I work at a smallish company as a software lead. So far I have lead one team for the full duration of the project, and have been managing my current team for about 6 months. While the previous project had quite a few problems, which were all out of my hands, everyone in management has told me that I did a really good job of managing what was in my control. For the current project, we have yet to have trouble meeting our milestones, even though we have less resources than originally planned.

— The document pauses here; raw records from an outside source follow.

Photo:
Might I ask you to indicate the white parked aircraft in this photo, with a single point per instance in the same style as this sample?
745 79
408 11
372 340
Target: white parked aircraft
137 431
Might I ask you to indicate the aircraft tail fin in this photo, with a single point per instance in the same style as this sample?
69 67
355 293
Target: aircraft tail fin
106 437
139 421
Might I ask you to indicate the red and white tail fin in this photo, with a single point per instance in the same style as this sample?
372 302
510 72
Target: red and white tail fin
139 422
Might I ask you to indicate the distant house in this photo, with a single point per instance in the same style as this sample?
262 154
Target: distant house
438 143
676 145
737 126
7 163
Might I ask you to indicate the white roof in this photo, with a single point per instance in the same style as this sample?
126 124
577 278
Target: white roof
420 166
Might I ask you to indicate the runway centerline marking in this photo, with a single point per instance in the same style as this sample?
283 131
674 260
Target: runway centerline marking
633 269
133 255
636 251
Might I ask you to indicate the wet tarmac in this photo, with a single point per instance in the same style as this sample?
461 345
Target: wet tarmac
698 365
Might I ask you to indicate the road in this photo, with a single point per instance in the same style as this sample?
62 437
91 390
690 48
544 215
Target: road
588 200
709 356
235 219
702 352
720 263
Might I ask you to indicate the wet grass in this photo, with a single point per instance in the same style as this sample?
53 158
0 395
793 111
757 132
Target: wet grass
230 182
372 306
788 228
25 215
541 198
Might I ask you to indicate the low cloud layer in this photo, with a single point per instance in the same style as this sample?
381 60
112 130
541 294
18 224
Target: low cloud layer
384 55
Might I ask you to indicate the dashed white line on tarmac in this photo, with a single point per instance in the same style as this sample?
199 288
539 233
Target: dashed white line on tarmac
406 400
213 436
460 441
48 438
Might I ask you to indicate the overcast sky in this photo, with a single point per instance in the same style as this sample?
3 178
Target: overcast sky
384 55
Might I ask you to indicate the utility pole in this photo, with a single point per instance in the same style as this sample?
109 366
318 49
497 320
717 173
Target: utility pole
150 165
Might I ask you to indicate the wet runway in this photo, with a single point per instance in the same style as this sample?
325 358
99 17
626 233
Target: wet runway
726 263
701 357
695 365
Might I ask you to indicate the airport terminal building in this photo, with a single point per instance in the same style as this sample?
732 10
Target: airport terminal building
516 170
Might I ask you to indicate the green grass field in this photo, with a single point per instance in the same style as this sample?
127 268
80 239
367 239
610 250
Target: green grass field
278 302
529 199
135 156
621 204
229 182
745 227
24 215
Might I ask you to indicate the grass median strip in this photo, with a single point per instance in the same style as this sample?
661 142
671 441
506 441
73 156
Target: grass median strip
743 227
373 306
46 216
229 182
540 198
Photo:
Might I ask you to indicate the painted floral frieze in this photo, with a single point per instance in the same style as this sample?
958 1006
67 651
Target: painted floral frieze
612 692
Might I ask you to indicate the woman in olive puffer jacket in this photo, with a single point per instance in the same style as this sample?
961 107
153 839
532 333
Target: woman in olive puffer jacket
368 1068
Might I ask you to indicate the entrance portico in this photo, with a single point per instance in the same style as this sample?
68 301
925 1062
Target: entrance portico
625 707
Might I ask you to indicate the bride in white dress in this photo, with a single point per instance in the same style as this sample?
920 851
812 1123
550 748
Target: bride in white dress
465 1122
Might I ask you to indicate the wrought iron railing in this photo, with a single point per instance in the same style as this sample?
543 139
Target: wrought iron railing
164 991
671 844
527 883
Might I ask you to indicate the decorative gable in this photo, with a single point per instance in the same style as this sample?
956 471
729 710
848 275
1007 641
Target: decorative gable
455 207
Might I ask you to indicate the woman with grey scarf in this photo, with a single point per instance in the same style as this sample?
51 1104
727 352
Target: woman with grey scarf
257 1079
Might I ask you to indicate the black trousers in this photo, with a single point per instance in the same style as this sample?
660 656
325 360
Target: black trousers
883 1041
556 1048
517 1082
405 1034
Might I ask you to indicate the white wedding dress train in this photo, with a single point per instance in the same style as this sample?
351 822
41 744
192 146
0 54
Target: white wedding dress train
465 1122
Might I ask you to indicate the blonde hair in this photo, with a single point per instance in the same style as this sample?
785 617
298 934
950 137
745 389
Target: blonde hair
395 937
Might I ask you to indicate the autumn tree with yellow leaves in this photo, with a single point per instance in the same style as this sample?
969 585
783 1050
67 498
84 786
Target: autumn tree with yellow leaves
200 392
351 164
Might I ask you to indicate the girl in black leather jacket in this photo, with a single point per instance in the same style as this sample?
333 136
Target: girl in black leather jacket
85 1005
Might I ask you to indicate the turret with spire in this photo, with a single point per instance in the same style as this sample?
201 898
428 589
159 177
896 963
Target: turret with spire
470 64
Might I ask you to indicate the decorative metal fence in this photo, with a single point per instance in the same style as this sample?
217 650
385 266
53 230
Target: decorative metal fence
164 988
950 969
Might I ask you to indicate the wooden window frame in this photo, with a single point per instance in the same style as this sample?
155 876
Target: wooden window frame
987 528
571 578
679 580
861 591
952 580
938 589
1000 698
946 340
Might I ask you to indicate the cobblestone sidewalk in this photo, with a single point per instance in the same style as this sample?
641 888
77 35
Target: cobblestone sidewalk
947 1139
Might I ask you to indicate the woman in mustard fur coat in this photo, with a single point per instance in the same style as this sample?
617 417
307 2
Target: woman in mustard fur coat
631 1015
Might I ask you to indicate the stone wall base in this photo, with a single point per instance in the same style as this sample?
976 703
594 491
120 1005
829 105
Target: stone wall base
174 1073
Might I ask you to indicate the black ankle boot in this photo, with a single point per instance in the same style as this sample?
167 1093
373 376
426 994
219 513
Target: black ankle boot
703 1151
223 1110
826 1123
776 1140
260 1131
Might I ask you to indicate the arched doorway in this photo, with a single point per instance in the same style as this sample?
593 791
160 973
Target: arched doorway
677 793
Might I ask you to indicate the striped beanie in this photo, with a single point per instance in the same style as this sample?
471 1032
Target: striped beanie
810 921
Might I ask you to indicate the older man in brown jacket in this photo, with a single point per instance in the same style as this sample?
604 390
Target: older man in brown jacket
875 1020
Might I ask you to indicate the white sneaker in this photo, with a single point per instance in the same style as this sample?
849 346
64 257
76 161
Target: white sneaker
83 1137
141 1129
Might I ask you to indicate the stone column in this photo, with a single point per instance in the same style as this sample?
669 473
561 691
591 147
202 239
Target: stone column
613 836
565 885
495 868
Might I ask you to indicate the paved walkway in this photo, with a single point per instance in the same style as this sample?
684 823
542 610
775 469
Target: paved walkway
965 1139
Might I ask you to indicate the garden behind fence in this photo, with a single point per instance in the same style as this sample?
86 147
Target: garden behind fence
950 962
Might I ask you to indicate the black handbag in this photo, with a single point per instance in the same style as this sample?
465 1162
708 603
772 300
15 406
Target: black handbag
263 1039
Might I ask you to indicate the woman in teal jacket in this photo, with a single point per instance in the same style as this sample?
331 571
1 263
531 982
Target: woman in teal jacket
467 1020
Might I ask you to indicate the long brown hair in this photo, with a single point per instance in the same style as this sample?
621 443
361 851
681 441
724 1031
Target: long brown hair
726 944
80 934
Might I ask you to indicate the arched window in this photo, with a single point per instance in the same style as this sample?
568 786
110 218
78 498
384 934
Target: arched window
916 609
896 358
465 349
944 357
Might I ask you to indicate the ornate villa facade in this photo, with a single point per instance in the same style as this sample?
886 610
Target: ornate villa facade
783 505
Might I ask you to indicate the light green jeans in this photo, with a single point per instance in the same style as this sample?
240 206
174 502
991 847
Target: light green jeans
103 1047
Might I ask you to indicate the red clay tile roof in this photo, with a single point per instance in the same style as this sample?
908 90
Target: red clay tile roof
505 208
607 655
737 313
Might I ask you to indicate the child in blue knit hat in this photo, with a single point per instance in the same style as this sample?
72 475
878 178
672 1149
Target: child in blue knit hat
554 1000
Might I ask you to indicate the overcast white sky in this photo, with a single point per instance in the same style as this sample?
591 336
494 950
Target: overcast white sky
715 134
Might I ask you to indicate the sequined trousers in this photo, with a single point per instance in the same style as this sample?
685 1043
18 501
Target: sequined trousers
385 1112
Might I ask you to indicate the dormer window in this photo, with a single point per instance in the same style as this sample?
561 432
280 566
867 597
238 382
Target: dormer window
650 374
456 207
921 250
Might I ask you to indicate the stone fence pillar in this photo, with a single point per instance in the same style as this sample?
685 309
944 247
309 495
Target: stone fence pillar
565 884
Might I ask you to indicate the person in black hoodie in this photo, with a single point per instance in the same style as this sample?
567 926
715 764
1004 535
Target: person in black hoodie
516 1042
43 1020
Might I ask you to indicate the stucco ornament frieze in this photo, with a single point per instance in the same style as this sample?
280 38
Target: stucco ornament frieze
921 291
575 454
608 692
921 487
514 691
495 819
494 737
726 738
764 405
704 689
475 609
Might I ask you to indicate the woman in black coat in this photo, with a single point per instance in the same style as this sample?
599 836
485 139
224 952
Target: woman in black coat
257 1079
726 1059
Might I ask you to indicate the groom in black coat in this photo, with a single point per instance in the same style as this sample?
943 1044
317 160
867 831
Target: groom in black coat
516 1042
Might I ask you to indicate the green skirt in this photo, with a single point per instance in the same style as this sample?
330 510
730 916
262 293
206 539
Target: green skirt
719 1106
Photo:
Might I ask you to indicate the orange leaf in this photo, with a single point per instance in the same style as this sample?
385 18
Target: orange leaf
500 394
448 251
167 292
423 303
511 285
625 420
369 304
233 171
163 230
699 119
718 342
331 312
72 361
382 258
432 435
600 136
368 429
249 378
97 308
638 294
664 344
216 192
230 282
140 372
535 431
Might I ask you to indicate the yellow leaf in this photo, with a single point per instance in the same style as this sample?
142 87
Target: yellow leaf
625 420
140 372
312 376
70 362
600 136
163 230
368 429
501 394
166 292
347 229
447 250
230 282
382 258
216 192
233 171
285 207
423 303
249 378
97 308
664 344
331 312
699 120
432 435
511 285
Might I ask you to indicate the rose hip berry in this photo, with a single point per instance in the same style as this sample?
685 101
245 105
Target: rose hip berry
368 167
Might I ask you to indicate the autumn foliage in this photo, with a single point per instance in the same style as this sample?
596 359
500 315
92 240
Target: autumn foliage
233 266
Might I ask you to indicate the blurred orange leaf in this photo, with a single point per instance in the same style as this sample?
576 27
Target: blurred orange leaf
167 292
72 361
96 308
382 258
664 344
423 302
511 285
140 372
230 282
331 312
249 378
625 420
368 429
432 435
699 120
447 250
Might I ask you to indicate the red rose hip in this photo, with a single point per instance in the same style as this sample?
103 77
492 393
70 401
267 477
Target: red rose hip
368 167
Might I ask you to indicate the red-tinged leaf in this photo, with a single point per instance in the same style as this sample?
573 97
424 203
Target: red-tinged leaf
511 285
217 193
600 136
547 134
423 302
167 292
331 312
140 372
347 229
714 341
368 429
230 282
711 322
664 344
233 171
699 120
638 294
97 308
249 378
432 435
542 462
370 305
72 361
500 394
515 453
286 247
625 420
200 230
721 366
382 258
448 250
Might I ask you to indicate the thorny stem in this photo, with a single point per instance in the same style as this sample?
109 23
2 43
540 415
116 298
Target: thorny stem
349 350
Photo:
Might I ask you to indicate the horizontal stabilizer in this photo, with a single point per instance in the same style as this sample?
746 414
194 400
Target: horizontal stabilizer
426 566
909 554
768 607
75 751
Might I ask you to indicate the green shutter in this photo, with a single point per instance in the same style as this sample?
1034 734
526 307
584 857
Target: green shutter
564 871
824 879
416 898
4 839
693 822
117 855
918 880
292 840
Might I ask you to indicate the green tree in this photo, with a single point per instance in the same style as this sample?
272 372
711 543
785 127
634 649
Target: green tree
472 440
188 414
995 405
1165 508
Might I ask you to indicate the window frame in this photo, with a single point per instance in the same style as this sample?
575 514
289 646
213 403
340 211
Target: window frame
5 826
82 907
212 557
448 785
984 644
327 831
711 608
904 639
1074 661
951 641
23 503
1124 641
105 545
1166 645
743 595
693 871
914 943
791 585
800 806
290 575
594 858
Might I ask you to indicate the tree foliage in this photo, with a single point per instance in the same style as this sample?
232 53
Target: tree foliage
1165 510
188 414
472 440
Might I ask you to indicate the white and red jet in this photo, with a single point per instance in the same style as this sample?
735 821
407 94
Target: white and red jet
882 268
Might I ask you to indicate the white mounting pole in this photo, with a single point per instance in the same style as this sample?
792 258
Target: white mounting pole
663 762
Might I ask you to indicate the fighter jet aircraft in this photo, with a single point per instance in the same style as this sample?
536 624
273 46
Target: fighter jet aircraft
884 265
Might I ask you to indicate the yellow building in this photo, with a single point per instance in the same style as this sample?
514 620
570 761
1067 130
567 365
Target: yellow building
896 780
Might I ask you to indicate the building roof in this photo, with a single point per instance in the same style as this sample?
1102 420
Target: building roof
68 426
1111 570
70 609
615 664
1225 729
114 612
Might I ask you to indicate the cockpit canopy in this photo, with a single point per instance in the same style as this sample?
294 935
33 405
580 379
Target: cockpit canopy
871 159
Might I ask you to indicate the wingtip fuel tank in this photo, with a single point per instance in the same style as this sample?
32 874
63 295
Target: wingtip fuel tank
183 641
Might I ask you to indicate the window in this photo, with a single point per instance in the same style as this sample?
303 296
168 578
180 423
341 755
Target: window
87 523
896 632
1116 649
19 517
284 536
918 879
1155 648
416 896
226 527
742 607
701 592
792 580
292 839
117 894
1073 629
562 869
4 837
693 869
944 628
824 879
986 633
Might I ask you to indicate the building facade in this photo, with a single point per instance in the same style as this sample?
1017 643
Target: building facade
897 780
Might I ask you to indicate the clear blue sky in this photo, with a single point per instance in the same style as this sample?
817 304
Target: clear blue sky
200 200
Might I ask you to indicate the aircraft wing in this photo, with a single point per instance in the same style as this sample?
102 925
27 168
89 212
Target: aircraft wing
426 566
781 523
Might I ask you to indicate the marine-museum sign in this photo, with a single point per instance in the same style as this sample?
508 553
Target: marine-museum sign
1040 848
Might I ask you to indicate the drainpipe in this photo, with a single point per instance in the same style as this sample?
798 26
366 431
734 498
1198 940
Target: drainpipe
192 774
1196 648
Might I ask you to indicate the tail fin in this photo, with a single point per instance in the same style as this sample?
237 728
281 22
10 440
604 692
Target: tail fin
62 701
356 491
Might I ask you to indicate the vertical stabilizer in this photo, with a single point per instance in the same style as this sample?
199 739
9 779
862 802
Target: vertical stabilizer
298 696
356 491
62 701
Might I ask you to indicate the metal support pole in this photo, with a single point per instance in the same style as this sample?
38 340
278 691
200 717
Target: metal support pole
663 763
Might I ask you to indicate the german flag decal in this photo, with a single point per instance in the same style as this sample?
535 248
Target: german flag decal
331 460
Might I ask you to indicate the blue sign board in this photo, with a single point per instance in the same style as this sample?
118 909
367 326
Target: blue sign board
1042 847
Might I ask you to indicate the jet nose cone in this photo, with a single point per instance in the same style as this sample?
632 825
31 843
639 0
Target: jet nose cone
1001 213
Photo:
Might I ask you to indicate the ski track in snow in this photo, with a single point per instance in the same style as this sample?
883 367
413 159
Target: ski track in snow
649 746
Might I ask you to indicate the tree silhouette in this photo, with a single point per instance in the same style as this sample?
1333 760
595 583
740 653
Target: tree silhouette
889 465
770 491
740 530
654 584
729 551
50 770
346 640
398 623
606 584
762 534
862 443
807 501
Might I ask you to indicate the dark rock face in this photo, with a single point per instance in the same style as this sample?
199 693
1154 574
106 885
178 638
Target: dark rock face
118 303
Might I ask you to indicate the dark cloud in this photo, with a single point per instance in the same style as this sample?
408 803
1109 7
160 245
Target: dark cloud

The problem is that for the past 3 or 4 months, upper management has started to micromanage me, specifically when it comes to sprints. In addition to the daily team stand-ups, management has scheduled daily meetings with the team leads to discuss the sprints progress. Management also decided exactly how a sprint should look, how tasks should be allocated, and how sprints should be planned. Specifically, I'm told that the team must be overallocated by 10% (i.e. everyone should be 10% over capacity for a sprint) as one of the managers believes this helps motivate the team to work harder. Also, every sprint has to have a "bug bucket" to account for the hours that might have to go to bugs. Then, as the sprint progresses, the team members are expected to stay somewhere between full capacity and 110%, and the teams overall burndown should be below the "ideal trend".
But the thing is, I completely disagree with all of these methodologies, especially since managing these expectations leads me to have almost no time to develop and instead my time is spent doing analytics. I personally think that constantly overallocating people just makes it look like they aren't doing anything, and makes them feel like they can't ever succeed. I also disagree with bug buckets as they make it hard to plan on the remaining capacity in a sprint for fixing bugs. On top of this disagreement, spending all my time doing analytics has left the software engineers on my team to feel neglected - they aren't getting the feedback they want so that they can improve themselves as I don't have the time to do design, architecture, and code reviews.
I'm at the point where it's getting very frustrating for me to have to deal with it, but I don't know the best way to express my frustration. Any attempts I've made to try a different sprint methodology have been immediately shut down. I've also suggested reducing the number of meetings between leadership and management, but that was also ignored.
TLDR: Does anyone have any advice on how to deal with management micromanaging their software lead? Dealing with this daily has made me miserably to the point that it's starting to affect my health, so even short term it's not sustainable.